Rabbi Weinreb’s topic was “Our Sacred Responsibility to our Neighbors.”

Other keynote speakers and their subjects were “Our Sacred Responsibility to our Children,” by Bishop Charles E. Blake, The Church of G-d in Christ; “Our Sacred Responsibility to our Nation,” by Sister Helen Prejean, author, Dead Man Walking; and “Our Sacred Responsibility to Our World,” by Dr. Ingrid Mattson, president, Islamic Society of North America.

Rabbi Weinreb told the crowd about the sage Hillel’s famous response when he was asked to recite the entire teaching of the Torah while standing on one foot: “That which is hateful to you, do not do unto your neighbor. The rest is commentary.”

“The Jewish people,” Rabbi Weinreb said, “have been studying that commentary for 2,000 years, and in doing so, we have learned who our neighbor is.”

He said the Jews have learned that their neighbor can be right next door or as far away as where a tsunami hits, or in Darfur, or in the republic of Georgia.

People may be different “culturally, ideologically, in color, race, language or dress, but each and every one is our neighbor.”

Rabbi Weinreb explained that the Jewish view of “loving” one’s neighbor is not the typical definition of “love” — meaning “affection” — but indicates the responsibility to feed and clothe the poor.

This extends to providing education and employment for all segments of society, he said.

On a lighter note, Rabbi Weinreb’s thoughtful statements were answered with spirited “ay-mens” from the audience. He asked the audience to say it in Hebrew, “O-main.”

“Thank you, I feel more at home now,” he chuckled.

Good as Golda

Some 300 Denverites and out-of-town convention guests got a lesson in leadership, politics and idealism from none other than Golda Meir.

Well, not exactly Golda herself, but a pretty convincing likeness of the late Israeli prime minister who appeared on the big screen through the talent of actress Valerie Harper in the film “Golda’s Balcony.”

The film was screened in the St. Cajetan’s Center on the Auraria Campus, right next door to the Golda Meir House, the modest duplex where Golda’s flames of Zionist passion were first fanned.

The event was put on by the Colorado chapter of the National Jewish Democratic Council.

In the film, Harper portrays Golda, as well as Golda role-playing all the people in her life.

Golda tells the story of her life, never veering far from the greatest challenge and the greatest heartbreak of her life — the events surrounding the 1973 Yom Kippur War.
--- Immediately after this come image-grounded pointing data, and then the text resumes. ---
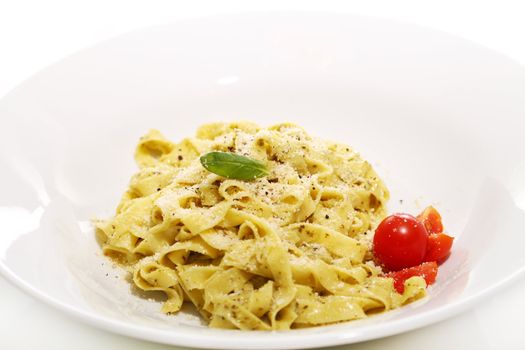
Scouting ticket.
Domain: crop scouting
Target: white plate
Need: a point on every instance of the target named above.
(440, 117)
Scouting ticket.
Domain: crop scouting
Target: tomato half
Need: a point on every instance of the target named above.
(431, 219)
(400, 241)
(427, 270)
(438, 247)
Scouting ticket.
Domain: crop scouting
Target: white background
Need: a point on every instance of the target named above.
(34, 34)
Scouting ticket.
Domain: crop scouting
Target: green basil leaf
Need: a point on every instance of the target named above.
(233, 166)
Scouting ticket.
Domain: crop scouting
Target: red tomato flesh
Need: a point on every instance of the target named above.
(438, 247)
(431, 219)
(427, 270)
(400, 241)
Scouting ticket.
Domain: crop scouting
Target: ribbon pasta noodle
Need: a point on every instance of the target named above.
(289, 250)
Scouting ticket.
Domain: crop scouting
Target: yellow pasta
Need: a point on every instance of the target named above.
(288, 250)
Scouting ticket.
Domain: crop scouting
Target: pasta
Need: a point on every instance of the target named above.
(288, 250)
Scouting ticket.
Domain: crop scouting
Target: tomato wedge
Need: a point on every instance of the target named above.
(431, 219)
(438, 247)
(427, 270)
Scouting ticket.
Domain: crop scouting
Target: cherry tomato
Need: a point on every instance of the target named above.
(431, 219)
(427, 270)
(400, 241)
(438, 247)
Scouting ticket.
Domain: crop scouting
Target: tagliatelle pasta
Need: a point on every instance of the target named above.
(291, 249)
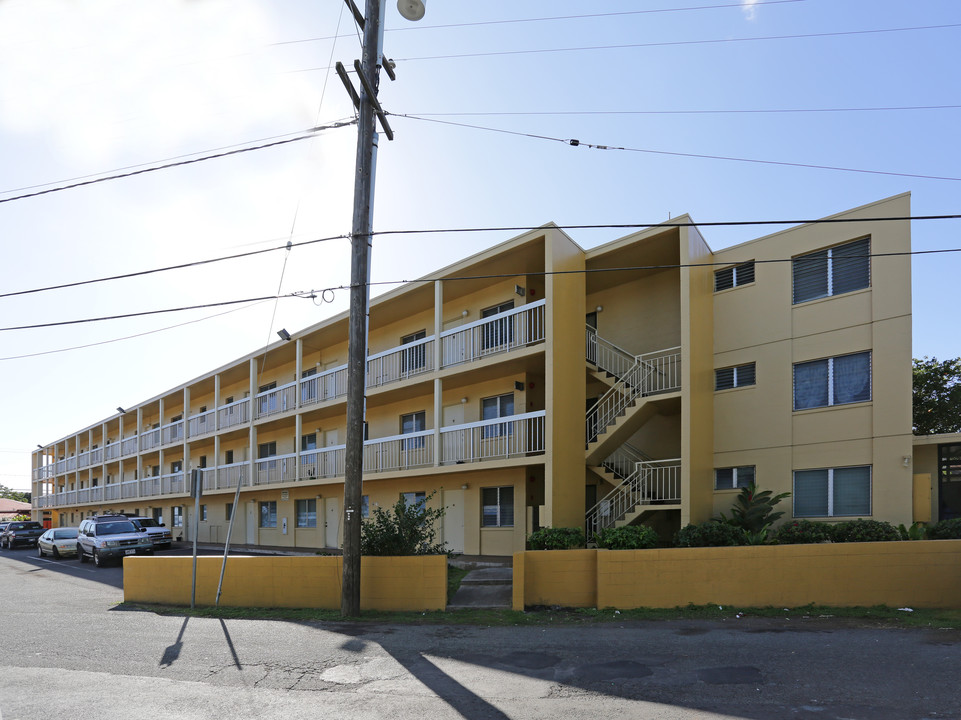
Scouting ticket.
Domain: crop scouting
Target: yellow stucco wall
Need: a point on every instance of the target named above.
(555, 577)
(914, 574)
(387, 583)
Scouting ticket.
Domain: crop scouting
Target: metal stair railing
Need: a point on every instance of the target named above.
(652, 373)
(657, 480)
(607, 356)
(623, 461)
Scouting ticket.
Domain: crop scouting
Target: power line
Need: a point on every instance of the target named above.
(167, 268)
(669, 43)
(506, 228)
(309, 134)
(126, 337)
(687, 112)
(701, 156)
(303, 294)
(490, 276)
(588, 16)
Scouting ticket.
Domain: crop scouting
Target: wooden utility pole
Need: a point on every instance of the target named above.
(360, 302)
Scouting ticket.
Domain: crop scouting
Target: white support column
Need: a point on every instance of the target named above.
(438, 354)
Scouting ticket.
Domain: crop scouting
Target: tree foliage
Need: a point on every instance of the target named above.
(402, 530)
(937, 396)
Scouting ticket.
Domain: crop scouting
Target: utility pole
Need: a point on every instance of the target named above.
(360, 241)
(369, 111)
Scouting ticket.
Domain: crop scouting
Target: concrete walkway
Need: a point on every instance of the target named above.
(489, 584)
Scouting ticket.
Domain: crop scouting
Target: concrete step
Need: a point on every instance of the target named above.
(490, 587)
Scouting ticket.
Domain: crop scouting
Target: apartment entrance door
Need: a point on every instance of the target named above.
(949, 481)
(331, 522)
(454, 520)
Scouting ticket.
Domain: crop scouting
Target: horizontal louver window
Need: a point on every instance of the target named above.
(832, 381)
(833, 492)
(734, 276)
(837, 270)
(738, 376)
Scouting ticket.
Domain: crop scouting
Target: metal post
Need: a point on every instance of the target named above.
(359, 306)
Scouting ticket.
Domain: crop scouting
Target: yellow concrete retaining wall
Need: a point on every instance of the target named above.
(913, 574)
(387, 583)
(555, 577)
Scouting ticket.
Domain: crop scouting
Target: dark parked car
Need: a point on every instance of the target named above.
(23, 532)
(111, 537)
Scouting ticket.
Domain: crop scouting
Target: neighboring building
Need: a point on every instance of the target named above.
(785, 360)
(12, 508)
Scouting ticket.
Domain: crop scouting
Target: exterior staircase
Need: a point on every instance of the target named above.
(637, 384)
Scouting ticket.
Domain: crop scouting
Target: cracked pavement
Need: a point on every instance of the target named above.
(76, 652)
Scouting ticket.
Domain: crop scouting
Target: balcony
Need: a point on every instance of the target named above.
(515, 436)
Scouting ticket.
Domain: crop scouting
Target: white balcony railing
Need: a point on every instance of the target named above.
(399, 452)
(276, 400)
(324, 463)
(236, 413)
(201, 423)
(499, 333)
(507, 437)
(149, 439)
(400, 363)
(275, 469)
(324, 386)
(173, 432)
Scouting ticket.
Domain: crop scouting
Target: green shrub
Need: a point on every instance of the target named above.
(864, 531)
(402, 530)
(753, 510)
(917, 531)
(946, 530)
(556, 539)
(801, 532)
(630, 537)
(710, 534)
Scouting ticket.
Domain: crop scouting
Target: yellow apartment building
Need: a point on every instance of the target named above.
(540, 384)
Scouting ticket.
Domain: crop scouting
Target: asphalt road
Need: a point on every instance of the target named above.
(69, 652)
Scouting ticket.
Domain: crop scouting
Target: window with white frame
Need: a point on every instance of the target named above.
(832, 381)
(413, 499)
(734, 276)
(832, 271)
(497, 333)
(414, 358)
(733, 478)
(737, 376)
(495, 407)
(832, 492)
(268, 514)
(498, 507)
(307, 513)
(413, 423)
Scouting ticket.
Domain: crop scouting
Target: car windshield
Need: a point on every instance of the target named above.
(115, 528)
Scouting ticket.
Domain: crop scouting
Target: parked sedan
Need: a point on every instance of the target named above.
(59, 542)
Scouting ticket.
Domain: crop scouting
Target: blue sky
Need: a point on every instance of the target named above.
(88, 88)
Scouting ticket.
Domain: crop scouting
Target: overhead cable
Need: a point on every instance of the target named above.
(574, 142)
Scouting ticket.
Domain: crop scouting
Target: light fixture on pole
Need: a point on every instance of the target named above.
(411, 9)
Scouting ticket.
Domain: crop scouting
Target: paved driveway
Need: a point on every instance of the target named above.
(70, 652)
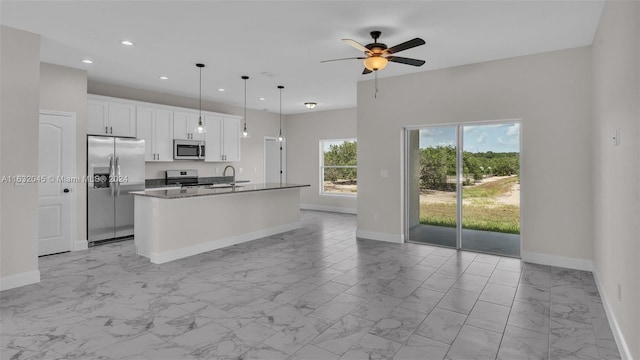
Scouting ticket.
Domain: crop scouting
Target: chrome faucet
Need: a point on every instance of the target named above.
(233, 182)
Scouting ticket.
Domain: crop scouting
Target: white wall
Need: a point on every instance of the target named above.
(550, 93)
(616, 169)
(19, 98)
(303, 133)
(65, 89)
(259, 124)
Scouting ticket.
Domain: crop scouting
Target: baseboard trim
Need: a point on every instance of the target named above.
(623, 348)
(80, 245)
(372, 235)
(329, 208)
(17, 280)
(559, 261)
(166, 256)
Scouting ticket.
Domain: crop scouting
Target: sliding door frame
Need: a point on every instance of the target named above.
(459, 167)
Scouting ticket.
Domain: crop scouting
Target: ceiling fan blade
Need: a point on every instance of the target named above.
(405, 45)
(354, 58)
(356, 45)
(408, 61)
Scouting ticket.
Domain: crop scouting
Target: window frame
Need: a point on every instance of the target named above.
(322, 167)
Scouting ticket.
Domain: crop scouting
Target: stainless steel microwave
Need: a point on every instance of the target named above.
(188, 150)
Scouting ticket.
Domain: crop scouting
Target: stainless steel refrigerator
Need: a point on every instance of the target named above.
(115, 167)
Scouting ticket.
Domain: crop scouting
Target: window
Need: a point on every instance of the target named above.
(339, 167)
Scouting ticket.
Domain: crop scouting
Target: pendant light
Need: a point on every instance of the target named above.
(280, 136)
(200, 127)
(245, 133)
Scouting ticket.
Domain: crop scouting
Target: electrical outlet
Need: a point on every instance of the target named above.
(619, 292)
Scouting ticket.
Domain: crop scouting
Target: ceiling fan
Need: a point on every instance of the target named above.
(378, 54)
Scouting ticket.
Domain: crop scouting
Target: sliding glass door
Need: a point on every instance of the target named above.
(463, 187)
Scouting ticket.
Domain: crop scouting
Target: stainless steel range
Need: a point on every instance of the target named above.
(185, 178)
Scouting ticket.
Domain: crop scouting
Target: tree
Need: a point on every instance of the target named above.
(345, 154)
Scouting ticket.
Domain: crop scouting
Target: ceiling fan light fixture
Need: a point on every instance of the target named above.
(375, 63)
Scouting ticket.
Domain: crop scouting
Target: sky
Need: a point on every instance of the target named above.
(476, 138)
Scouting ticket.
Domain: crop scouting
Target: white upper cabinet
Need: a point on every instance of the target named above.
(184, 124)
(222, 138)
(154, 125)
(106, 117)
(160, 124)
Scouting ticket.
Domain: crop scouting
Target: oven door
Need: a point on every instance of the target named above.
(188, 150)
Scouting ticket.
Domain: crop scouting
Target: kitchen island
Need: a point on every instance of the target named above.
(176, 223)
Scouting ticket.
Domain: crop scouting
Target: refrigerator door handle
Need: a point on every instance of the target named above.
(117, 180)
(111, 173)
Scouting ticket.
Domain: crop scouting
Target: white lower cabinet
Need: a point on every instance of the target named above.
(154, 125)
(222, 139)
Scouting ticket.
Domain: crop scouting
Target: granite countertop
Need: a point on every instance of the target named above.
(208, 191)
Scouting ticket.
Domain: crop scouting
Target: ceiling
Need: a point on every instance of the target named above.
(282, 42)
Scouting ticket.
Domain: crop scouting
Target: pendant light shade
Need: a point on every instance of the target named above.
(245, 132)
(375, 63)
(200, 129)
(280, 136)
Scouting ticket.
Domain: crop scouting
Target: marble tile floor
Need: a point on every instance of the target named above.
(312, 293)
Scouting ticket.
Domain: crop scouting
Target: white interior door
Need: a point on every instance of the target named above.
(275, 162)
(56, 189)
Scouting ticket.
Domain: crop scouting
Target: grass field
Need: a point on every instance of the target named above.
(481, 209)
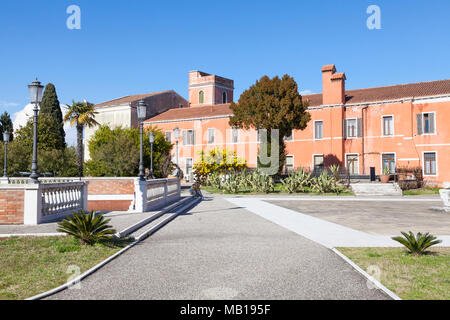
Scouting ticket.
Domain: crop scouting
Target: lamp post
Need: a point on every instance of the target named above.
(141, 112)
(35, 89)
(151, 138)
(176, 133)
(5, 140)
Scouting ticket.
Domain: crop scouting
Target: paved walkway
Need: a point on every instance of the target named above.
(222, 251)
(329, 234)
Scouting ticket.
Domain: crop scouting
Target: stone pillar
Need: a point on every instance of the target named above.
(140, 190)
(445, 195)
(32, 211)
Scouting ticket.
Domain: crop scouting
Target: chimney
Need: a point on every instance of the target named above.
(333, 85)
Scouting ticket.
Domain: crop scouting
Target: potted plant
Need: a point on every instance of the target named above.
(384, 178)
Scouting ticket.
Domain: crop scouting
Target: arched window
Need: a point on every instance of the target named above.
(201, 97)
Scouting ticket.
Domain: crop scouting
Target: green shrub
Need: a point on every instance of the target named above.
(297, 181)
(261, 182)
(88, 228)
(325, 184)
(417, 244)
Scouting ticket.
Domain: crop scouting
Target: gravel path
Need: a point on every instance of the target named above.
(220, 251)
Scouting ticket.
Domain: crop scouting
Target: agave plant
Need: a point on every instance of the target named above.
(89, 228)
(417, 244)
(297, 181)
(231, 183)
(325, 184)
(261, 182)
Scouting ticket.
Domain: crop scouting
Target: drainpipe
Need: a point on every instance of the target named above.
(362, 141)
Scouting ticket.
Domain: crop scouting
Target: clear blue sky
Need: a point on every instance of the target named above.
(139, 46)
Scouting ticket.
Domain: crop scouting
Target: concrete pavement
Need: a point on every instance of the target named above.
(222, 251)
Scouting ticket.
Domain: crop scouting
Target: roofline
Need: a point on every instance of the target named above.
(188, 119)
(379, 101)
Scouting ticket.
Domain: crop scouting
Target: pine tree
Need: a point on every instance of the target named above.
(51, 109)
(6, 125)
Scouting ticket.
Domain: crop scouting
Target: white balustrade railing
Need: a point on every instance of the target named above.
(153, 194)
(62, 198)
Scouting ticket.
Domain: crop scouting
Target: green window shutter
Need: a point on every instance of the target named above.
(344, 128)
(431, 115)
(419, 124)
(359, 124)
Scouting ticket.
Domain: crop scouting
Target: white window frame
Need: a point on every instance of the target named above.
(226, 97)
(381, 161)
(238, 135)
(423, 164)
(185, 166)
(293, 162)
(193, 138)
(291, 137)
(382, 125)
(356, 128)
(170, 132)
(423, 124)
(213, 130)
(314, 163)
(315, 133)
(346, 160)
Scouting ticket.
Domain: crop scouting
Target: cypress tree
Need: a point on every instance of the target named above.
(51, 109)
(6, 125)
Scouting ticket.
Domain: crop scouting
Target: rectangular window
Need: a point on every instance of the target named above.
(318, 129)
(188, 175)
(290, 137)
(211, 133)
(289, 166)
(388, 160)
(351, 128)
(188, 137)
(352, 164)
(429, 162)
(428, 123)
(318, 162)
(388, 125)
(235, 135)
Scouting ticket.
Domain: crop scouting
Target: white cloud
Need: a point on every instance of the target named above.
(21, 119)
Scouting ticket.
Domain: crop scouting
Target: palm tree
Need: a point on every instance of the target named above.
(81, 114)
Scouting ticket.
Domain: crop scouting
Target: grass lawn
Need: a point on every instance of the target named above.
(421, 191)
(411, 277)
(277, 190)
(33, 265)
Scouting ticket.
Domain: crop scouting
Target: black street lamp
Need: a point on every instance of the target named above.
(141, 113)
(151, 138)
(36, 97)
(6, 140)
(176, 133)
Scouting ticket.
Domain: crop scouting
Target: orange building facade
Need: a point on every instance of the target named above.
(393, 126)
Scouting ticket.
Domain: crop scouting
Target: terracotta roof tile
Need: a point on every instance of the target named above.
(194, 113)
(422, 89)
(129, 99)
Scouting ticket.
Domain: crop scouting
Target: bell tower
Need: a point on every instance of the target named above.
(208, 89)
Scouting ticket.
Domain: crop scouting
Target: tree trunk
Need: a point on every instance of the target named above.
(80, 149)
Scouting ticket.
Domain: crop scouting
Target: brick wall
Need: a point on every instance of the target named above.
(107, 191)
(110, 186)
(11, 206)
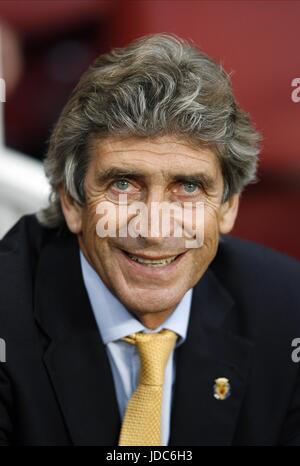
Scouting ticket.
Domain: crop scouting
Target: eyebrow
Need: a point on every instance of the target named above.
(201, 178)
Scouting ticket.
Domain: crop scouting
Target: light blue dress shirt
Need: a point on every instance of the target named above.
(115, 322)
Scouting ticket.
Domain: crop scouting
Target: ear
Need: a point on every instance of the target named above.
(72, 211)
(228, 214)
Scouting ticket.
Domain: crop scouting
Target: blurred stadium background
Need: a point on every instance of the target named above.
(48, 44)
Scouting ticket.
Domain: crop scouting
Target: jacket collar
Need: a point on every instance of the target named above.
(78, 366)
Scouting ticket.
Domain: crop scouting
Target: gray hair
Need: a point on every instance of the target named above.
(157, 85)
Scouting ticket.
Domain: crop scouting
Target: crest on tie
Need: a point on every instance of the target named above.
(221, 388)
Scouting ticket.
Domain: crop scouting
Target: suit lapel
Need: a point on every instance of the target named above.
(75, 356)
(77, 364)
(209, 352)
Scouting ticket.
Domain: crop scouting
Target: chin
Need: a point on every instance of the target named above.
(151, 301)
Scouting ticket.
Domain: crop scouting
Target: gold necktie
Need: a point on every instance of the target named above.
(142, 420)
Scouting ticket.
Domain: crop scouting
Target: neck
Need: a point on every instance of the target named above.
(154, 320)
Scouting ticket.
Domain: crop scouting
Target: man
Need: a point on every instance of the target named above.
(146, 337)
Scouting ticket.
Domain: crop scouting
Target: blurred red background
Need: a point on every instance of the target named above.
(50, 43)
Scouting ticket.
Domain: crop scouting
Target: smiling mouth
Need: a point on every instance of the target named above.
(159, 262)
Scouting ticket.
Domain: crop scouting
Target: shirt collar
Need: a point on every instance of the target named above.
(115, 321)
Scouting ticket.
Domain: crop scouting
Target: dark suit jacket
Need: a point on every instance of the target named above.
(56, 386)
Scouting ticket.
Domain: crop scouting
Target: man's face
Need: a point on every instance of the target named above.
(156, 170)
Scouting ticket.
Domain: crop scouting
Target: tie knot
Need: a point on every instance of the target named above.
(154, 350)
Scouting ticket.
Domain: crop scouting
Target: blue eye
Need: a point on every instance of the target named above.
(122, 185)
(190, 187)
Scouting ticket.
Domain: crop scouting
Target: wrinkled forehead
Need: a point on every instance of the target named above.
(168, 155)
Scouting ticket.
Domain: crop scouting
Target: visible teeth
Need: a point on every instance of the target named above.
(153, 262)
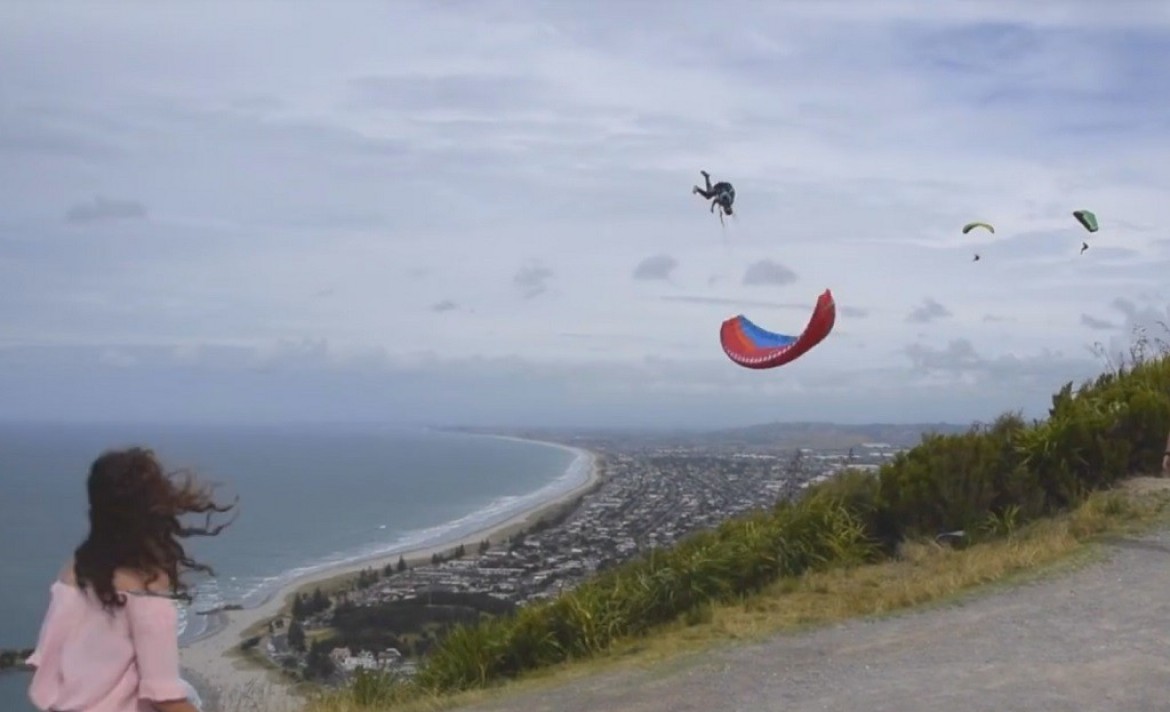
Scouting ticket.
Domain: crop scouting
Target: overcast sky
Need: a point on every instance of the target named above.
(480, 212)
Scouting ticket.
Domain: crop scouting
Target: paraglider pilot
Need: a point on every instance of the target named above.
(722, 194)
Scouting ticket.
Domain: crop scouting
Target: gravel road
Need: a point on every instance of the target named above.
(1096, 638)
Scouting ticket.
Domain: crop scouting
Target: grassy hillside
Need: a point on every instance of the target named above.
(989, 481)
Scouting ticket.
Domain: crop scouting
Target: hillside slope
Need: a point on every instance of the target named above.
(1096, 638)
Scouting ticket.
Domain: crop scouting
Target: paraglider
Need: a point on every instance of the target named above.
(1087, 220)
(754, 347)
(721, 194)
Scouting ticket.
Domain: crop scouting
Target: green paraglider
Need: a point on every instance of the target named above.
(1087, 220)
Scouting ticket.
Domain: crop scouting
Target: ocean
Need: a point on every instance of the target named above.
(310, 497)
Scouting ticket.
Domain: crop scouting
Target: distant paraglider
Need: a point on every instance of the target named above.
(721, 194)
(1087, 220)
(754, 347)
(971, 226)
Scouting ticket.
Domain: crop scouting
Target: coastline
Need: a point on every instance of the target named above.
(217, 669)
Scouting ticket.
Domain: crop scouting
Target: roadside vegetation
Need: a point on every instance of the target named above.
(1020, 495)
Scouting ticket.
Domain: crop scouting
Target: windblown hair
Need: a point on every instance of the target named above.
(133, 524)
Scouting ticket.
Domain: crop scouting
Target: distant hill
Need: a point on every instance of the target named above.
(816, 435)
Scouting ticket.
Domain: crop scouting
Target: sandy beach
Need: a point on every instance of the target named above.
(228, 682)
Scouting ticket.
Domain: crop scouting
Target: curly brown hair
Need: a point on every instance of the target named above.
(133, 524)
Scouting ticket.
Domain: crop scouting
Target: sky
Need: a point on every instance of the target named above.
(481, 212)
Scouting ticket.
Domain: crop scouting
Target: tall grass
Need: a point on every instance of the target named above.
(989, 482)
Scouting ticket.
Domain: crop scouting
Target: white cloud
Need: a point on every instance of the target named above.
(315, 179)
(655, 267)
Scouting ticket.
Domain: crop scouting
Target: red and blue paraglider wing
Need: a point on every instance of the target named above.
(754, 347)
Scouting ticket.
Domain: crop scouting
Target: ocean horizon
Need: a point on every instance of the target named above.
(311, 498)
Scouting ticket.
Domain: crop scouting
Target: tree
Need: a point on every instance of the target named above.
(317, 664)
(296, 636)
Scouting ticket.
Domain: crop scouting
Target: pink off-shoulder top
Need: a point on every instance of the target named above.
(90, 661)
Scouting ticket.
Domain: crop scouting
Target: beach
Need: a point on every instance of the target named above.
(212, 662)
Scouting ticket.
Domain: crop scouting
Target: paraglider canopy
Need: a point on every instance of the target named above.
(1087, 220)
(754, 347)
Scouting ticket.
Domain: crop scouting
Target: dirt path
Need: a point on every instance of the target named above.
(1094, 640)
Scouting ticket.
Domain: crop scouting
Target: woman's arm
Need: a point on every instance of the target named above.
(179, 705)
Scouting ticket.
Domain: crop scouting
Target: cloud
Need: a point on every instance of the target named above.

Golda tells us just how close she came to dropping nuclear bombs on Syria and how writhingly painful it was for her to lose young Israeli soldiers, and even worse yet, to have those young Israeli soldiers kill their enemies. Frank Lautenberg, Democrat New Jersey

Golda was forced to become a warrior trapped in a pacifist’s body.

Harper and her husband Tony Caciotti, who produced “Golda’s Balcony,” sat in the front row of the audience and answered questions after the film.

The party moved to the lawn in front the Golda Meir House for a reception for the Jewish Democratic members of the Senate and House of Representatives in town for the DNC.

Jewish Democratic Congresspeople at the reception included Sen. Carl Levin (Mich.), Sen. Ben Cardin (Md.), Sen. Frank Lautenberg, (NJ), the dean of Jewish Congress members Rep. Henry Waxman (Calif.), Rep. Shelley Berkely (Nev.), Rep. Paul Hodes (NH), Rep. Debbie Wasserman Schultz (Fla.) and Rep. Jerrold Nadler (NY).

NJDC Executive Director Ira Forman addressed the crowd, followed by Valerie Harper.

Harper described how it felt to be in Denver and walk through the very halls of the house where her alter ego Golda Meir first learned about the Zionist dream.